BUG: rolling window functions don't support custom indexers · Issue #32865 · pandas-dev/pandas (original) (raw)

Code Sample, a copy-pastable example if possible

class ForwardIndexer(BaseIndexer):

def get_window_bounds(self, num_values, min_periods, center, closed):
    start = np.empty(num_values, dtype=np.int64)
    end = np.empty(num_values, dtype=np.int64)
    for i in range(num_values):
        if i + min_periods <= num_values:
            start[i] = i
            end[i] = min(i + self.window_size, num_values)
        else:
            start[i] = i
            end[i] = i + 1
    return start, end

x = pd.DataFrame({"a": [1,2,3,4,5,6,7,8,9]})

rolling = x["a"].rolling(ForwardIndexer(window_size=3), min_periods=2)

result = rolling.min() result

OUT: 0 0.0 1 0.0 2 1.0 3 2.0 4 3.0 5 4.0 6 5.0 7 7.0 8 NaN Name: a, dtype: float64

IN: expected = rolling.apply(lambda x: min(x)) expected

OUT: 0 1.0 1 2.0 2 3.0 3 4.0 4 5.0 5 6.0 6 7.0 7 8.0 8 NaN Name: a, dtype: float64

Problem description

We state here that we support supplying a custom Indexer when building a pandas.DataFrame.rolling object.
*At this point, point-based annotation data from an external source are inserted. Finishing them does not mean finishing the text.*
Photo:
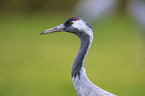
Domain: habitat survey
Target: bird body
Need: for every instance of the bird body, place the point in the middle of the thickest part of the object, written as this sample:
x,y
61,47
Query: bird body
x,y
83,86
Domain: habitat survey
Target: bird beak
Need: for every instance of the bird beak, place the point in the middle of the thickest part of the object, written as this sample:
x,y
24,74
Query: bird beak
x,y
54,29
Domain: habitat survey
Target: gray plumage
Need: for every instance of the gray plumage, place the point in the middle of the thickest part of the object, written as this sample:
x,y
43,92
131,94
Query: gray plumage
x,y
83,86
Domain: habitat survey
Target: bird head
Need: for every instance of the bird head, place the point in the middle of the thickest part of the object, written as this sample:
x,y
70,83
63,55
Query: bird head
x,y
75,25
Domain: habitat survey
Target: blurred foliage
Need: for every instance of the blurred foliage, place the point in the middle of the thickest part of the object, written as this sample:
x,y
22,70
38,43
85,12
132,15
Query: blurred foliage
x,y
34,65
36,5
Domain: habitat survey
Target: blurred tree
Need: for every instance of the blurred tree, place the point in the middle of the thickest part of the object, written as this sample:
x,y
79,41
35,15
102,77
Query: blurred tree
x,y
36,5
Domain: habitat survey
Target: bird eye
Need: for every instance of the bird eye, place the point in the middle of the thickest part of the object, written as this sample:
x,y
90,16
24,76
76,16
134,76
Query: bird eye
x,y
71,23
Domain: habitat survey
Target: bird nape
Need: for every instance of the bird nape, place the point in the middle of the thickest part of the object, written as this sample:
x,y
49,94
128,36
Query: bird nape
x,y
83,86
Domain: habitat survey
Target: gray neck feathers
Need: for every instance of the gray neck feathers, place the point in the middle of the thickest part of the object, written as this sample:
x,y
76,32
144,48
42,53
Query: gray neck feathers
x,y
83,50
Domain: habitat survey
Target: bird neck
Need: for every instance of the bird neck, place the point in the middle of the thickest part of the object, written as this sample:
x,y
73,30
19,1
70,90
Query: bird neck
x,y
78,63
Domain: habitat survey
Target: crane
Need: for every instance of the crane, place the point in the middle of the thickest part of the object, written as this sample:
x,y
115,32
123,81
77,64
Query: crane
x,y
78,26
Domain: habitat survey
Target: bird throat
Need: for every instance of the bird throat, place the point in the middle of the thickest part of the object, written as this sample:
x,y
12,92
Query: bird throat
x,y
80,58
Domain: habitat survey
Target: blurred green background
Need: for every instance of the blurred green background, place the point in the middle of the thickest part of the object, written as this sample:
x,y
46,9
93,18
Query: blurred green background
x,y
34,65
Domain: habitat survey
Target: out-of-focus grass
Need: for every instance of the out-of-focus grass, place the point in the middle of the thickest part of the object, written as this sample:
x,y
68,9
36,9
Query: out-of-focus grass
x,y
34,65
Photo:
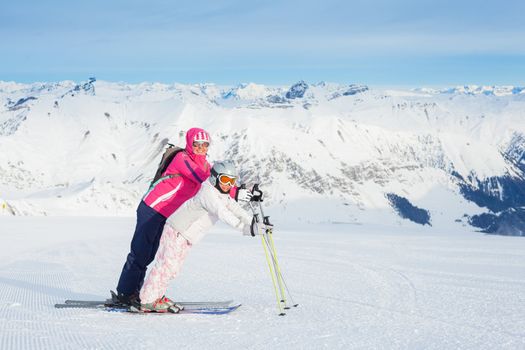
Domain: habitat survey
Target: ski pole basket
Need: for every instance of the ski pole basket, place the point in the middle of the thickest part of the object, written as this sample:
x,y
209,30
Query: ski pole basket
x,y
280,287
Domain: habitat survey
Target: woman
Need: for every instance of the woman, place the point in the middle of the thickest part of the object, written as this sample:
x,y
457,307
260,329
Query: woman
x,y
181,181
186,227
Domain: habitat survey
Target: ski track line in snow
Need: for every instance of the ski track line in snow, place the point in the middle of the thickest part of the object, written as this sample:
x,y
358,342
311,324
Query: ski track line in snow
x,y
388,287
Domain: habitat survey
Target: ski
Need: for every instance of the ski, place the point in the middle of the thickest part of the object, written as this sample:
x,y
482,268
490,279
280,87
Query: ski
x,y
114,308
187,304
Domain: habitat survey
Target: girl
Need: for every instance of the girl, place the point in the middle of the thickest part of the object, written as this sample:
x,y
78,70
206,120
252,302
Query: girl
x,y
181,181
187,226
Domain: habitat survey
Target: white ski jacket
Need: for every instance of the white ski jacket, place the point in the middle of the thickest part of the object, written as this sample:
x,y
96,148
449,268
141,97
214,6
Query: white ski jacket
x,y
202,211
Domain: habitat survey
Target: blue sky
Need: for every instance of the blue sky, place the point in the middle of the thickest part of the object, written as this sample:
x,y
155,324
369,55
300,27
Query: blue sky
x,y
382,43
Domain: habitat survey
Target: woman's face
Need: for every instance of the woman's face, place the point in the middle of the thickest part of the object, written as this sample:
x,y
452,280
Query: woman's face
x,y
200,148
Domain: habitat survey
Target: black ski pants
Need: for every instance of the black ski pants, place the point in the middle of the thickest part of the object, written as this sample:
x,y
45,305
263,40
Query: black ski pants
x,y
144,246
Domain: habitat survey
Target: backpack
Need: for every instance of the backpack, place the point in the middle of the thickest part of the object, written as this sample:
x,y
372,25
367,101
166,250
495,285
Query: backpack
x,y
167,157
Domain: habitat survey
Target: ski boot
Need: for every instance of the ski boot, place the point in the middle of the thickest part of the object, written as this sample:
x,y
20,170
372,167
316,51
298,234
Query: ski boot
x,y
174,307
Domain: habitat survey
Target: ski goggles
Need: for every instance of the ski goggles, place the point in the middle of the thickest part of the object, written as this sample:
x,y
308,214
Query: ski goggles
x,y
226,180
201,144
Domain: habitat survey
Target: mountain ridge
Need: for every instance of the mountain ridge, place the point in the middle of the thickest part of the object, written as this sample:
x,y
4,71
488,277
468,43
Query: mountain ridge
x,y
98,144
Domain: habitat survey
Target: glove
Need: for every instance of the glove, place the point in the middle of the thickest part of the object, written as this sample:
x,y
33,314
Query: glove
x,y
258,228
243,195
256,194
255,225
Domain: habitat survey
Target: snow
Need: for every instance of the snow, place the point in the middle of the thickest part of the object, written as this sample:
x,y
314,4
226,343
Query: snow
x,y
103,141
358,286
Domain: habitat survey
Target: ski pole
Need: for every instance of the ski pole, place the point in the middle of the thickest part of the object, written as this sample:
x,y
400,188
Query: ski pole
x,y
273,254
280,273
272,274
271,269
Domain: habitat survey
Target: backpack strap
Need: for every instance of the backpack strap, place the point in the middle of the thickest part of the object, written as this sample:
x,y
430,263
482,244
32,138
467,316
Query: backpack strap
x,y
165,177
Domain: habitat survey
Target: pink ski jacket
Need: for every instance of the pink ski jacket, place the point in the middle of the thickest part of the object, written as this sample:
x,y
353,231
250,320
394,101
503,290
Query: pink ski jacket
x,y
184,176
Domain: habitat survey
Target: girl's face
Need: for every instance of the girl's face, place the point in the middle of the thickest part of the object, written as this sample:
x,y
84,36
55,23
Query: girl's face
x,y
225,187
226,182
200,148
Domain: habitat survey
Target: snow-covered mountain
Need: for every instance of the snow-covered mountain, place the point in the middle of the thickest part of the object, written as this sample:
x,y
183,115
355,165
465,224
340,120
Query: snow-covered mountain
x,y
322,152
While the object does get built, and it returns the correct windows, it doesn't support many rolling window functions. The problem is that our implementations of these aggregation functions expect a standard backward-looking window and we support centered windows via a bit of a crutch.

For example, rolling.min eventually falls through to _roll_min_max_variable in aggregations.pyx, which uses this bit of code to record the output:

    for i in range(endi[0], endi[N-1]):
        if not Q.empty() and curr_win_size > 0:
            output[i-1+close_offset] = calc_mm(
                minp, nobs, values[Q.front()])
        else:
            output[i-1+close_offset] = NaN

This indexing of output means that the window minimum gets written near the end of the window, even if the window is forward-looking. I've investigated a bit, and there is a similar issue in rolling.std - it also isn't adapted to more flexible rolling windows.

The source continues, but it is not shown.